Author: Florina Cristiana Matei
Publisher: Rowman & Littlefield
Published: 2022-06-27
Total Pages: 415
ISBN-13: 153816082X
DOWNLOAD EBOOKThe Handbook of Latin American and Caribbean Intelligence Cultures explores the contemporary efforts of Latin American and Caribbean nations to develop an intelligence culture. Specifically, it analyzes these countries’ efforts to democratize their intelligence agencies (i.e. to develop intelligence services that are both transparent and effective) to convert the former military regimes’ repressive security apparatuses into democratic intelligence communities—a rather paradoxical task, considering that democracy calls for political neutrality, transparency, and accountability, while effective intelligence services must operate in secrecy. Indeed, even the most successful democracies face this conundrum of democracy and intelligence; Latin America and the Caribbean region is not alone in facing this challenge. The legacy of the repressive military regimes or brutal civil wars—which have inspired in the public a general disdain toward intelligence services due to the grave human rights abuses—coupled with politicians’ persistent lack of interest or expertise in intelligence matters complicate the region’s quest for a proper balance between the competing demands of democracy and intelligence. This volume details the attempts of the region’s countries to overcome these obstacles and pursue democratic intelligence institution building—transforming the legal basis for intelligence; establishing democratic control and oversight mechanisms; and fostering intelligence openness, transparency, and outreach.
Author: José M. Aricó
Publisher: BRILL
Published: 2013-12-10
Total Pages: 206
ISBN-13: 9004256350
DOWNLOAD EBOOKIn a work centred on Marx's harsh biography of Simón Bolívar, José Aricó examines why Latin America was apparently 'excluded' from Marx's thought, challenging the allegation that this expressed some 'Eurocentric' prejudice.

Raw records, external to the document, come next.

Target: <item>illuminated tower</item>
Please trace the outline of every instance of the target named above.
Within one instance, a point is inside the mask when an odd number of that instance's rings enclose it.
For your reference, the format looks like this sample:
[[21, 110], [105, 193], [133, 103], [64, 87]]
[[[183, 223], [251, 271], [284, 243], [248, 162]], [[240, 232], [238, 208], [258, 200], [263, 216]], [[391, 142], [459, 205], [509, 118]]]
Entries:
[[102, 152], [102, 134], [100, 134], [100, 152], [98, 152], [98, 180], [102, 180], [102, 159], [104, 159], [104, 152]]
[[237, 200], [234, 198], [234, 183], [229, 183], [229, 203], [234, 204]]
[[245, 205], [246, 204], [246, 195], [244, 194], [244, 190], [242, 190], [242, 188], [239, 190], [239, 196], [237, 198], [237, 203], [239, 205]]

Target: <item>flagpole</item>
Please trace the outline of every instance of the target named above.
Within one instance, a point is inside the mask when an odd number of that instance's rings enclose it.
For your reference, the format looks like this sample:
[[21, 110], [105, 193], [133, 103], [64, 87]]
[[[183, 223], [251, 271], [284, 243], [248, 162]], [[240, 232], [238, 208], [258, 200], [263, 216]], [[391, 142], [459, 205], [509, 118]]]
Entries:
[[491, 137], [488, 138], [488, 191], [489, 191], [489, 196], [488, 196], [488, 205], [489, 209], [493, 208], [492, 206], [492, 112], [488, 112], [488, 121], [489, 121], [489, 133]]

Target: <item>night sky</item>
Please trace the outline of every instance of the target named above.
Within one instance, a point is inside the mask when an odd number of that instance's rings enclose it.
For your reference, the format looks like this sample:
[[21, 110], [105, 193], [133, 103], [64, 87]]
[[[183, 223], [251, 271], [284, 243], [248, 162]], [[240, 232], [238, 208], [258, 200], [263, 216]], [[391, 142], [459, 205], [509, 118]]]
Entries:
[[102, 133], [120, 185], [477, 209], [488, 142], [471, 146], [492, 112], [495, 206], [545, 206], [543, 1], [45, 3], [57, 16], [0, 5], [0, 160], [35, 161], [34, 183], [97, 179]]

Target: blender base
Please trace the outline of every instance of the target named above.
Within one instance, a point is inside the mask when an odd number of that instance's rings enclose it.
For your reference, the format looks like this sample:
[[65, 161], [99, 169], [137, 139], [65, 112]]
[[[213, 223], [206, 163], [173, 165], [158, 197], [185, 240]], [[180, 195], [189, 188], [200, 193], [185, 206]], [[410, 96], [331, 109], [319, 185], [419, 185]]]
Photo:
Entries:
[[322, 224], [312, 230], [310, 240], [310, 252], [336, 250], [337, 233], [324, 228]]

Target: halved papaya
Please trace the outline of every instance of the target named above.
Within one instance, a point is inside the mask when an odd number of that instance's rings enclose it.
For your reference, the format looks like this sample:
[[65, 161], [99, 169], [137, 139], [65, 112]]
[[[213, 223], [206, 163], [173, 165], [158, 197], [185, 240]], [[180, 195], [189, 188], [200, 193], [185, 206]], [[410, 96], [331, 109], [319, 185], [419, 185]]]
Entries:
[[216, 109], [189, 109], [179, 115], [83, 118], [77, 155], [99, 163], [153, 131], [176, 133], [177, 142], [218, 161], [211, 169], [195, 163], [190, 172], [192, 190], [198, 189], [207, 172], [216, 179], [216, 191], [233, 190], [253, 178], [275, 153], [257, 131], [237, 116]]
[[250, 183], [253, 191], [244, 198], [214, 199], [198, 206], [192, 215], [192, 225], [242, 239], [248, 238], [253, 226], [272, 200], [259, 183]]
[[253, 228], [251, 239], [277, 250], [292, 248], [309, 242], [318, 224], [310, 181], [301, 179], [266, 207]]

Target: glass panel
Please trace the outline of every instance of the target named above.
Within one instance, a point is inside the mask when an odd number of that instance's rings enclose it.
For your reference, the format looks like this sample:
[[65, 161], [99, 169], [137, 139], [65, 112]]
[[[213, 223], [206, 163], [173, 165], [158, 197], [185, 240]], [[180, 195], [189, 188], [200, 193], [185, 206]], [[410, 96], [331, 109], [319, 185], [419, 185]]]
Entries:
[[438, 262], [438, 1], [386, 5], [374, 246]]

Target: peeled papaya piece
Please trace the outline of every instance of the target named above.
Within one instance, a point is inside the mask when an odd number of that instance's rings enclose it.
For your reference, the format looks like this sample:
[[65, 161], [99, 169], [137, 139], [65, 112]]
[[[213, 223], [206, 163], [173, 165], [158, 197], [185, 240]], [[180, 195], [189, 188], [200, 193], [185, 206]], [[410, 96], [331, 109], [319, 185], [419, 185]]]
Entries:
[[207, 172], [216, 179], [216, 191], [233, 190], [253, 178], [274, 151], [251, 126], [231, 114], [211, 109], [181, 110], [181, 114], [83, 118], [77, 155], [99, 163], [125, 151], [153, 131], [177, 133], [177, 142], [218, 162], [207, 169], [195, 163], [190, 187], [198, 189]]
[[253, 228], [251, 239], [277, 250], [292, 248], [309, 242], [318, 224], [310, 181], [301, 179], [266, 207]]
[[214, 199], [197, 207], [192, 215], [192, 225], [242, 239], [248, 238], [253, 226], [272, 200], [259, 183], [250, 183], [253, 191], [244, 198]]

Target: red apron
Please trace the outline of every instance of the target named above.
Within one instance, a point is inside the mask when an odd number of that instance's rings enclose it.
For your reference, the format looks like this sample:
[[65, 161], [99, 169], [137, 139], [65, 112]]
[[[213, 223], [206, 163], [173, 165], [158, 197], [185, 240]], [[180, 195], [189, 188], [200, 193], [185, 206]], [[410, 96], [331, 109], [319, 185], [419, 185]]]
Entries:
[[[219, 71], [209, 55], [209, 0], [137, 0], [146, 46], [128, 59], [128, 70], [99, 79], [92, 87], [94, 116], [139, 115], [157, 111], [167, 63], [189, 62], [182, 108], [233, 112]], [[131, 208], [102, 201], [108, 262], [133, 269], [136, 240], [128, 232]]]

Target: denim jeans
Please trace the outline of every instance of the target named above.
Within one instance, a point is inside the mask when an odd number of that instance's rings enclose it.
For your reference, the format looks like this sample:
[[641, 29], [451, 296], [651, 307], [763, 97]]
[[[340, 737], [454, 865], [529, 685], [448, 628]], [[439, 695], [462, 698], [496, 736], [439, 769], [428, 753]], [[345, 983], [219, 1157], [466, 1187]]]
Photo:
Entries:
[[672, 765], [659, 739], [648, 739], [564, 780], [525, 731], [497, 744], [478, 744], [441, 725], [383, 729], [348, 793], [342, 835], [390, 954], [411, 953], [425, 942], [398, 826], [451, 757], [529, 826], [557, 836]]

Aricó shows how the German thinker's hostility towards the Bonapartism and authoritarianism he identified in the Liberator coloured his attitude towards the continent and the significance of its independence-processes. Whilst criticising Marx's misreading of Latin-American realities, Aricó demonstrates contemporaneous, countervailing tendencies in Marx's thought, including his appraisal of the revolutionary potentialities of other 'peripheral' extra-European societies. As such, Aricó convincingly argues that Marx's work was not a dogma of linear 'progress', but a living, contradictory body of thought constantly in development. English translation of the Marx y América Latina edition, Fondo de Cultura Económica, 2010.